On 8 November 1950 ,Moctobi recommissioned at San Francisco, Lt. John M. Geortner in command. Following refresher training off the west coast, Moctobi steamed to the Far East. Between February and November 1951 she was underway almost constantly, touching Midway, Eniwetok, Kwajalein, Guam, Subic Bay, Sasebo, Yokosuka. Inchon, Pusan, Okinawa, Taiwan, and Taechong Do, Korea. In September 1951 she conducted salvage operations on the ROK frigate Apnok (ex-Rockford, PF-48) off Abru Somu Island, North Korea. She towed the damaged ship to Pusan thence to Yokosuka for repairs. She returned to Pearl Harbor in December 1951 for overhaul, thence between April and September 1952 made several towing trips to Johnston Island and the Marshalls.
In November 1952, Moctobi steamed to the northern Pacific for duty in the Aleutians. During the next several months she carried out towing and SAR duty from Dutch Harbor to Attu. She returned to Pearl Harbor in June 1953. Following operations between Hawaii and the west coast, she made another WestPac deployment in March 1954. Tug and towing assignments sent her from Japan to the Philippines and from Korea to French Indochina. In September she steamed via Pearl Harbor to San Francisco, and during the next year she carried out tows along the west coast and to Pearl Harbor.

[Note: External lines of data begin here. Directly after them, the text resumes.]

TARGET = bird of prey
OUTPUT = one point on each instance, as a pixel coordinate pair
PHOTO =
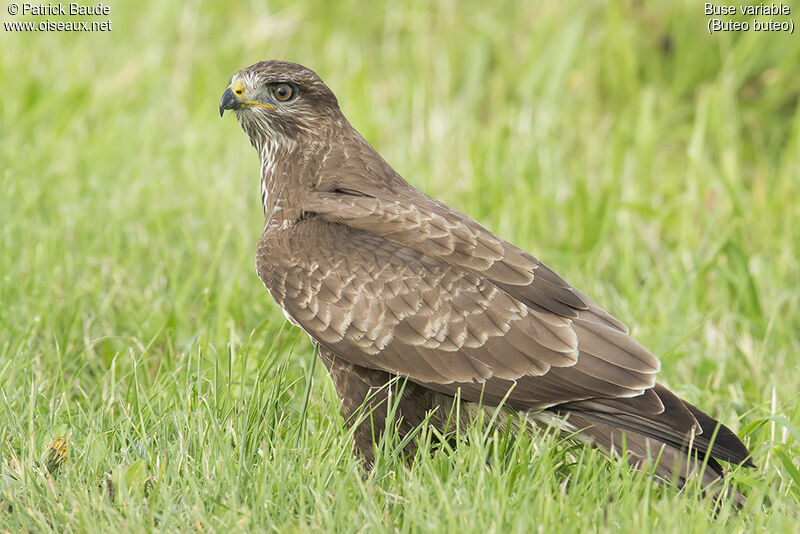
(389, 282)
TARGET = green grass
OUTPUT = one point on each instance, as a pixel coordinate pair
(655, 167)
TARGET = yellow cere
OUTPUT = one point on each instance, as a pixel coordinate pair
(238, 88)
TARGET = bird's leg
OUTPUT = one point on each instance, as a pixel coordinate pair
(370, 398)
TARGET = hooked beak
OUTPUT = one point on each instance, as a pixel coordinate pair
(232, 99)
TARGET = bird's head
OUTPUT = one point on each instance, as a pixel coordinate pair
(280, 101)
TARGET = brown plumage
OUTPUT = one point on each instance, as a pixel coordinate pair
(390, 282)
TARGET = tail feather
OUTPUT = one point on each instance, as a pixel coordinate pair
(686, 442)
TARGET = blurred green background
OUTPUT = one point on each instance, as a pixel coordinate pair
(653, 165)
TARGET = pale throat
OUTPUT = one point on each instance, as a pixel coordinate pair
(274, 180)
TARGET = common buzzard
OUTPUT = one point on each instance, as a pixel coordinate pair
(389, 282)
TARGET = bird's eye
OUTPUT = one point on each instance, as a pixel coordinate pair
(283, 92)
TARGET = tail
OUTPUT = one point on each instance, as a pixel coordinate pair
(660, 427)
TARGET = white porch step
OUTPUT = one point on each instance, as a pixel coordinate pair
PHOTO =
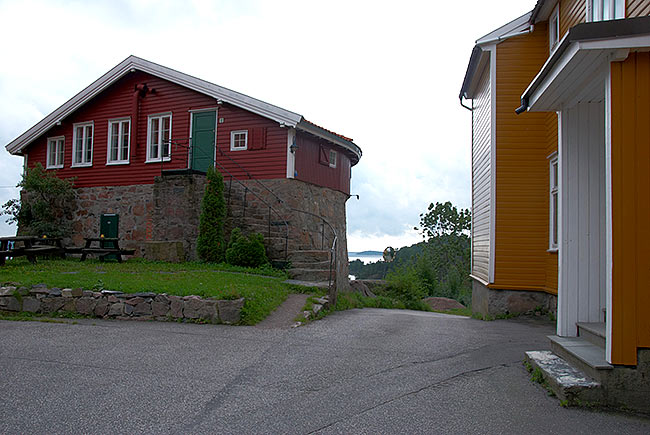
(566, 381)
(582, 354)
(593, 332)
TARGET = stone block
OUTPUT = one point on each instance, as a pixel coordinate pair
(116, 309)
(85, 305)
(31, 305)
(230, 311)
(173, 251)
(51, 304)
(142, 309)
(7, 291)
(10, 303)
(101, 309)
(160, 309)
(134, 301)
(176, 307)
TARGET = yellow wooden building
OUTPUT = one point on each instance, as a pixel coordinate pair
(560, 102)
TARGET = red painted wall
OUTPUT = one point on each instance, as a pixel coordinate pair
(117, 101)
(311, 170)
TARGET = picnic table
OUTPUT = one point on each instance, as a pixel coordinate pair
(31, 247)
(105, 246)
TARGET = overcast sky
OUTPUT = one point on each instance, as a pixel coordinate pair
(385, 73)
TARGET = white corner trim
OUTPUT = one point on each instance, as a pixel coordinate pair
(493, 160)
(291, 157)
(608, 217)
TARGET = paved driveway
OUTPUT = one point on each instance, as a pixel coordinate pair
(360, 371)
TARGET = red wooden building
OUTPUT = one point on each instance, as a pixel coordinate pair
(142, 121)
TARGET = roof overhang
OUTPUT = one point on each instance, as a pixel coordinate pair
(576, 70)
(480, 54)
(133, 63)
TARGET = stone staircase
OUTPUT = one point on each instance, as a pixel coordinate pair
(578, 373)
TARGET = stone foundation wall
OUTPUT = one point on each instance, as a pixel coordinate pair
(115, 304)
(492, 302)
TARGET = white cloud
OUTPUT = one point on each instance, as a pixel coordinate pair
(384, 73)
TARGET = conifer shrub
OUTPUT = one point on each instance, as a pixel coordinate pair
(246, 251)
(210, 244)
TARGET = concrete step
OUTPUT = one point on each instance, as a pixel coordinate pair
(593, 332)
(566, 381)
(314, 275)
(582, 354)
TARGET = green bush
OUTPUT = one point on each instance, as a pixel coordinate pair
(246, 251)
(45, 206)
(210, 244)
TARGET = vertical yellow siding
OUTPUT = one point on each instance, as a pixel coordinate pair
(572, 12)
(481, 177)
(630, 207)
(637, 8)
(522, 168)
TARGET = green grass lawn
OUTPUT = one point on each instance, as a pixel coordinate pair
(262, 288)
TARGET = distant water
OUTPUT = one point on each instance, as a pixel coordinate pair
(365, 258)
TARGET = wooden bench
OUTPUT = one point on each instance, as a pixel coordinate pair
(103, 251)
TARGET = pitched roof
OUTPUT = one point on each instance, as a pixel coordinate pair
(278, 114)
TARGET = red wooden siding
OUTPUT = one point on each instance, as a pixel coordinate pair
(312, 169)
(117, 102)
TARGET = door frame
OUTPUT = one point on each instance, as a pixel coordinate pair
(216, 122)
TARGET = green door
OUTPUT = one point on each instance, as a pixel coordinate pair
(203, 134)
(109, 227)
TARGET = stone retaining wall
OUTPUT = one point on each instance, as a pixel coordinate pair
(119, 305)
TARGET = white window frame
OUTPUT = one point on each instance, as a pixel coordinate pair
(604, 10)
(120, 141)
(86, 145)
(59, 156)
(232, 140)
(554, 29)
(159, 157)
(333, 158)
(553, 203)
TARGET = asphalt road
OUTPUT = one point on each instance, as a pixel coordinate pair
(360, 371)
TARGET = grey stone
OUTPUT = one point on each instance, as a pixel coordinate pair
(31, 305)
(162, 298)
(176, 307)
(134, 301)
(85, 305)
(51, 305)
(69, 305)
(230, 311)
(101, 308)
(7, 291)
(10, 303)
(142, 309)
(159, 309)
(191, 308)
(116, 309)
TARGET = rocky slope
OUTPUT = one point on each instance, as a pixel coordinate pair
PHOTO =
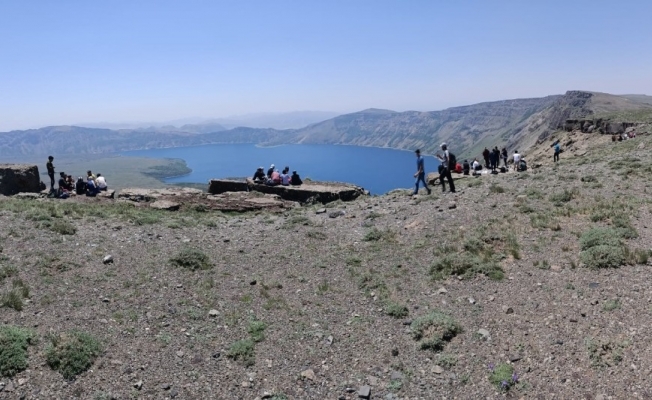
(493, 292)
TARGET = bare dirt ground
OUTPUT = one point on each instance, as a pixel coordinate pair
(314, 303)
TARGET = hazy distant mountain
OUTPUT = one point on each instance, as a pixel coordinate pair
(513, 123)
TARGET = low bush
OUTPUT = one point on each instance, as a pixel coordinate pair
(243, 350)
(72, 353)
(192, 259)
(13, 349)
(434, 330)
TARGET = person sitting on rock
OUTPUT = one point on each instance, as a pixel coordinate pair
(100, 182)
(295, 179)
(285, 178)
(259, 175)
(91, 187)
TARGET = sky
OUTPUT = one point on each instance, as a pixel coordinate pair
(72, 61)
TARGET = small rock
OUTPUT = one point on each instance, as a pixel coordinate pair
(309, 374)
(396, 376)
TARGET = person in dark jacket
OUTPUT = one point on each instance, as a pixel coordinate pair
(295, 179)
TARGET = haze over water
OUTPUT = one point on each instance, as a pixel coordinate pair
(378, 170)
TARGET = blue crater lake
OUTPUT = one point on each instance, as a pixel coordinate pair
(378, 170)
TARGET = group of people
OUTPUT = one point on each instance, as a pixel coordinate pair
(274, 178)
(448, 164)
(90, 186)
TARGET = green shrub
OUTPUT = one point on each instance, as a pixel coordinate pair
(242, 350)
(13, 349)
(502, 376)
(434, 330)
(466, 265)
(396, 309)
(192, 259)
(63, 227)
(72, 353)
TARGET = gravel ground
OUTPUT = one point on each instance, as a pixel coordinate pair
(321, 283)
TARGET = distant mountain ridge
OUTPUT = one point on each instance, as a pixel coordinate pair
(468, 129)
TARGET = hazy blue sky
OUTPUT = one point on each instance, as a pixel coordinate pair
(66, 61)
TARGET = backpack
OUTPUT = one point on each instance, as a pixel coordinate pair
(452, 161)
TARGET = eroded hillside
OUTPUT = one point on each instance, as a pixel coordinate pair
(521, 285)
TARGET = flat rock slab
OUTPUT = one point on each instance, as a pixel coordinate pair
(309, 192)
(165, 205)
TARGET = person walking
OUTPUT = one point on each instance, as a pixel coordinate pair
(420, 174)
(448, 162)
(50, 167)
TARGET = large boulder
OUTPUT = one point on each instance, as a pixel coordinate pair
(309, 192)
(16, 178)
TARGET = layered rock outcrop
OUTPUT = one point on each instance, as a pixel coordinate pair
(17, 178)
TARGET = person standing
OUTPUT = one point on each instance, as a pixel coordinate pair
(50, 167)
(517, 159)
(420, 174)
(448, 162)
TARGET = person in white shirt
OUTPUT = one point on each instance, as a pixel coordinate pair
(517, 158)
(101, 183)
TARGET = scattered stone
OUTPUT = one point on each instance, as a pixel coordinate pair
(309, 374)
(335, 214)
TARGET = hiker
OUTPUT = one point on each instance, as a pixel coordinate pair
(50, 167)
(493, 159)
(91, 187)
(100, 182)
(80, 186)
(285, 178)
(448, 162)
(486, 155)
(295, 179)
(420, 174)
(259, 175)
(517, 158)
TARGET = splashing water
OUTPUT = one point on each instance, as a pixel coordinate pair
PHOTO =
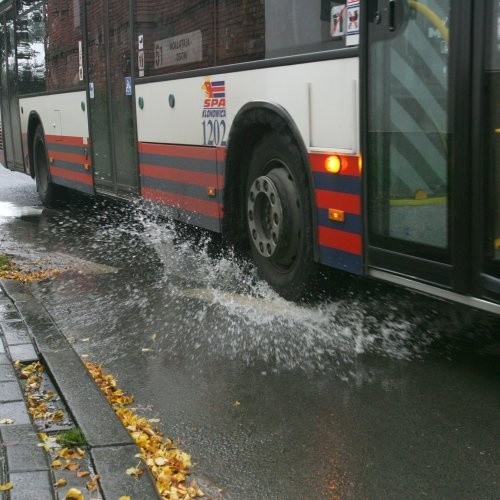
(201, 303)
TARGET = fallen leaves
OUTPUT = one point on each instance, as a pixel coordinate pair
(12, 271)
(168, 465)
(74, 494)
(67, 458)
(38, 401)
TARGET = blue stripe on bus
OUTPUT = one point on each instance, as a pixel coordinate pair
(73, 167)
(175, 187)
(182, 163)
(341, 260)
(334, 182)
(67, 148)
(351, 224)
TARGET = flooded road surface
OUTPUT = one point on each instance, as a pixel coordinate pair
(370, 392)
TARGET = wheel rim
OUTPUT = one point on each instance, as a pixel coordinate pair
(274, 216)
(265, 215)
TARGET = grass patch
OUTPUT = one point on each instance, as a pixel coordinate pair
(72, 438)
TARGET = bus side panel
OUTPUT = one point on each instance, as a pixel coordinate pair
(338, 202)
(185, 178)
(321, 99)
(2, 147)
(65, 123)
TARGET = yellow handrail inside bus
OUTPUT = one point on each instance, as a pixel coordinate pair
(432, 17)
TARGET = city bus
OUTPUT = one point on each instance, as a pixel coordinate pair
(358, 135)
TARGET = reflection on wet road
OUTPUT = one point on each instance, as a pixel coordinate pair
(370, 392)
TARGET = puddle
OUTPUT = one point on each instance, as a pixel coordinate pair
(8, 209)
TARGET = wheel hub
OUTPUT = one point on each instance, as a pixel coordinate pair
(265, 215)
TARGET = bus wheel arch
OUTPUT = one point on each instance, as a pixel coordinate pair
(33, 122)
(47, 190)
(269, 198)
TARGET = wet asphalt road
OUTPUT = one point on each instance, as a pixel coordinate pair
(371, 392)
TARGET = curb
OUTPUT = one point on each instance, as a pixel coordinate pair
(111, 448)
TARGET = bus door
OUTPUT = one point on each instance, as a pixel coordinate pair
(486, 148)
(408, 139)
(110, 96)
(432, 197)
(11, 125)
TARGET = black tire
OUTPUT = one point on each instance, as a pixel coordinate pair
(278, 216)
(48, 192)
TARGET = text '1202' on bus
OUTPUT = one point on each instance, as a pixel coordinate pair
(360, 135)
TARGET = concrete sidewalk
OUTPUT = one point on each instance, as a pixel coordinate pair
(27, 334)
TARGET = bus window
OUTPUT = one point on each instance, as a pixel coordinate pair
(177, 38)
(408, 130)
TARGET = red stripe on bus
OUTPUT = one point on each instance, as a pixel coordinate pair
(199, 152)
(349, 163)
(186, 177)
(350, 203)
(221, 154)
(208, 208)
(69, 157)
(340, 240)
(66, 140)
(71, 175)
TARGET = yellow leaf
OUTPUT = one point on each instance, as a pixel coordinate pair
(134, 471)
(74, 494)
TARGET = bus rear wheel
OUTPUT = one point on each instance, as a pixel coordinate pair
(278, 216)
(48, 192)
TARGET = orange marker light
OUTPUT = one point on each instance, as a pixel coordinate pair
(333, 164)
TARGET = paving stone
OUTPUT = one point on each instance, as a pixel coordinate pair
(19, 434)
(16, 332)
(12, 286)
(20, 297)
(10, 391)
(15, 411)
(24, 352)
(30, 485)
(85, 399)
(25, 457)
(7, 373)
(9, 314)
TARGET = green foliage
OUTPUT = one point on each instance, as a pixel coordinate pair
(72, 438)
(5, 262)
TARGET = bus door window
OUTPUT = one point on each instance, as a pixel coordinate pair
(408, 129)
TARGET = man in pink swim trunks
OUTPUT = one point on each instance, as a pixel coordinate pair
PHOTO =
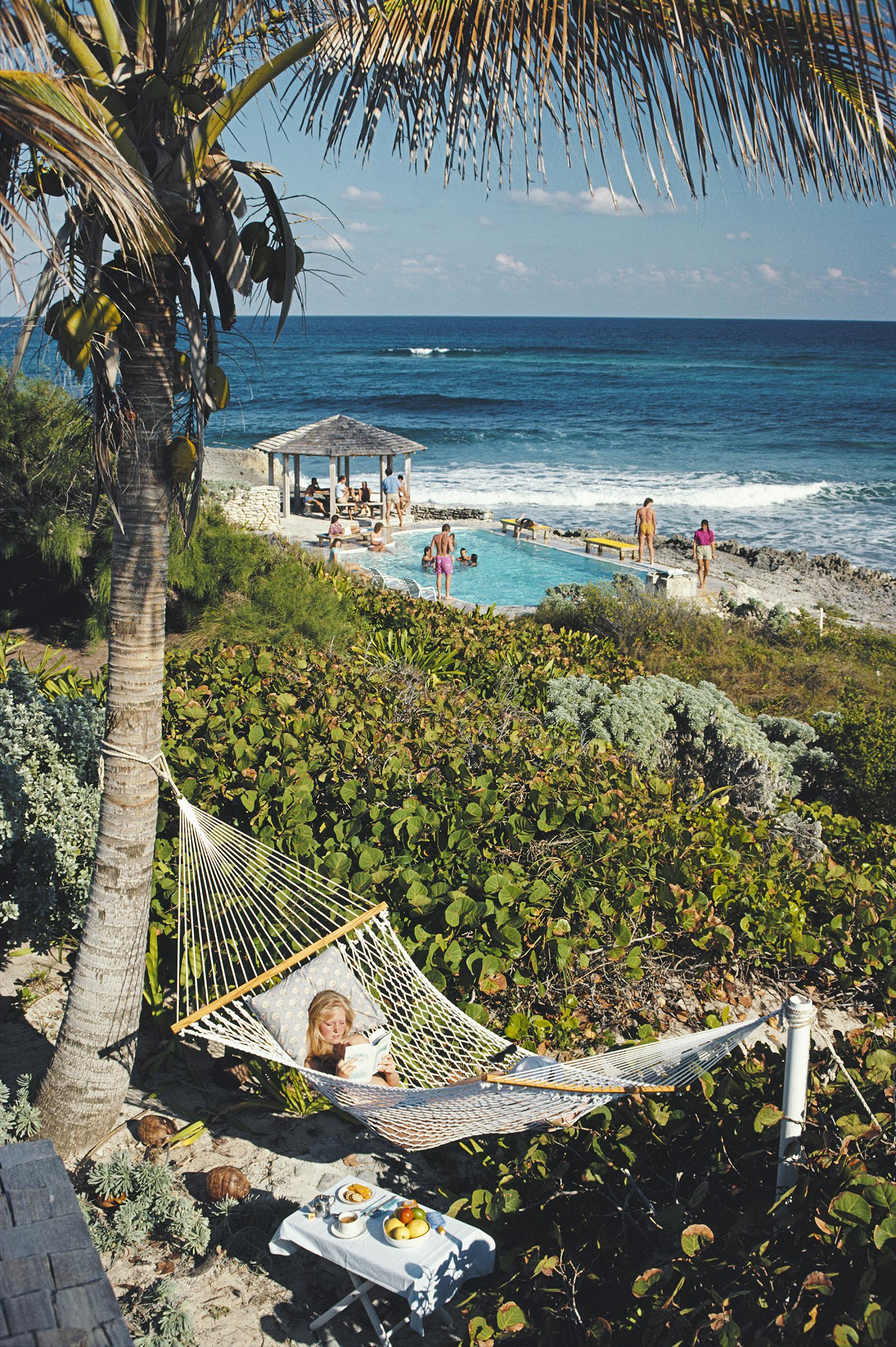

Moctobi maintained a busy tug and towing schedule throughout the Pacific for more than a decade. Although homeported in Pearl Harbor, she ranged the Pacific from the west coast to the Far East . She carried out towing duties to American bases throughout the Pacific and when requested she provided emergency at sea tows for ships in distress. In addition she carried out SAR patrols and undertook special operations of a classified nature for the Atomic Energy Commission.
Following a three‑month deployment to the Aleutians in mid‑1963, Moctobi steamed to Seattle, Wash., on 15 October 1963 to prepare for an unusual towing assignment. On 28 October she departed for Honolulu, Hawaii, with the four-masted sailing ship Falls of Clyde in tow. During the trip, which took 21 days, Moctobi encountered several severe storms with 40‑knot winds and 20‑foot seas. However, she delivered the wrought iron‑hulled ship, earmarked for retention as a museum ship, safely to tugs off Honolulu on 21 November.
Ultimately decommissioned at Long Beach, Calif., on 30 September 1985, Moctobi was laid up at Bremerton, Wash., with the Pacific Reserve Fleet. Stricken from the Naval Vessel Register on 28 January 1982, the ship was to be transferred (congressional approval was given in 1996), along with five sister ships, to the Northeast Wisconsin Railroad Transportation Commission, to be turned over to the Ontonagon County Economic Development Corp. on behalf of the Escanaba and Lake Superior Railroad. The project came to nought in 1999, however, and the veteran of three wars remained in reserve, to be broken up for scrap in 2012.
Moctobi received two battle stars for her World War II service, one for her participation in the Third and Fifth Fleet raids in support of the Okinawa Gunto operation (31 March-13 May 1945) and the second for taking part in Third Fleet operations against Japan (10 July-15 August 1945). In addition, she received two battle stars for her service in the Korean conflict (1951), and two for service in the Vietnam War (1967 and 1970).